Does it ever occur to you that the relationships you nurture most are ones that others could care less about?
I had that epiphany today. In the past few days I’ve had two wonderful conversations with two very important men in my life. The first was with my friend, Brando, who’s in my program at UNI. He and I have been friends since freshman year and now as seniors, have become close. After he dated one of my roommates, we got to know each other even better, and today I respect his opinion as truth. I know he will tell me truly what he thinks, and that’s powerful.
The second conversation I had was with my ex, Adam. Those of you who read my blog, know our relationship as a very volatile one. Adam and I go from being friends one day to not speaking the next. He hasn’t been a constant in my life since 2008, but I still consider him as one of my best and truest friends.
Until yesterday, I hadn’t seen either of these gentleman in weeks. The beautiful thing about these relationships though is that neither side has to really nurture it. Neither side has to work to develop anything. Weeks go by and the second we’re back having a drink or coffee together, everything’s the same. These are the relationships I should value more in my life. I have people in my life that I see maybe only once or twice a year that are more genuine and legitimate in their intentions of our friendship than those I see on a daily basis.

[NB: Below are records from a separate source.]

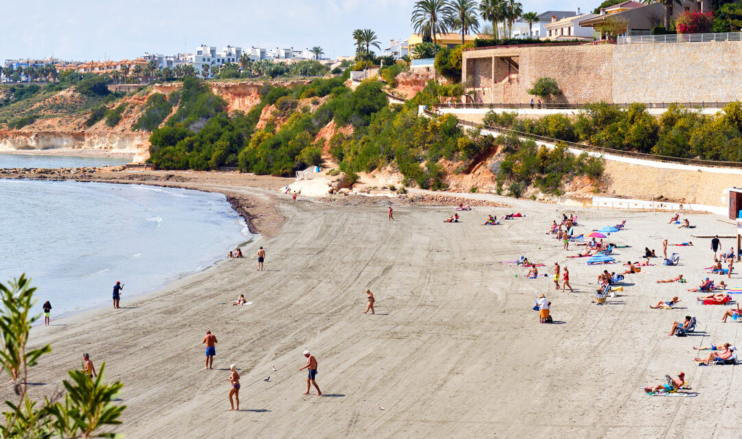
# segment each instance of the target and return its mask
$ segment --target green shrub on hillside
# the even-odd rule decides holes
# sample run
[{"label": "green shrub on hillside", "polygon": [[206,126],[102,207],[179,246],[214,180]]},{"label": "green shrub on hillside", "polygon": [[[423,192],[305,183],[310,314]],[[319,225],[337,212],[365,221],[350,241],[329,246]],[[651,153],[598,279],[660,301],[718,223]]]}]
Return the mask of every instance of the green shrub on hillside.
[{"label": "green shrub on hillside", "polygon": [[91,113],[90,117],[88,117],[88,120],[85,121],[85,126],[88,128],[92,127],[97,123],[98,121],[105,117],[108,113],[108,108],[106,108],[105,105],[99,105],[98,107],[96,107]]},{"label": "green shrub on hillside", "polygon": [[111,94],[108,85],[111,78],[108,75],[88,76],[75,85],[75,91],[88,96],[103,97]]},{"label": "green shrub on hillside", "polygon": [[152,93],[142,106],[142,116],[132,127],[134,130],[154,131],[172,111],[168,96],[161,93]]}]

I have been so concerned with relationships around me that I thought I was getting something out of. Relationships that I gave and gave and gave to but the one time I should be able to take, no one’s there. That’s a lesson I’ve been learning time and time again in the past few months.
It’s funny, it dawned on me today that while I was abroad, I had- outside of speaking with my family- 3 people I talked to/skyped with on a normal basis. Sydney, Ashley and Conor. That’s it. One relationship I have in my life hurts me a lot with this. I just figured it was how she was while I was abroad, when we were best friends before I left for Greece. I spoke to her twice the entire semester I was gone. Twice. Today, she takes time on a weekly basis to skype with friends around the country and the world. But never was I given that kind of love. Maybe I can attribute that to her age then and now, maybe I can attribute that to her going abroad after I did and understanding that need, or maybe I truly can attribute it to her not giving an F… either way, it still hurts me today to think of that.
So… here’s the lesson. Learn to choose your friends wisely. Very wisely. Recognize when things are reciprocated to you and when you’re being used. Most importantly, make time for the relationships you truly value, that deserve your nurturing. To the rest of those relationships that are only on the surface, don’t burn bridges… but just remember that those people will not be there for you when you expect or need them to be.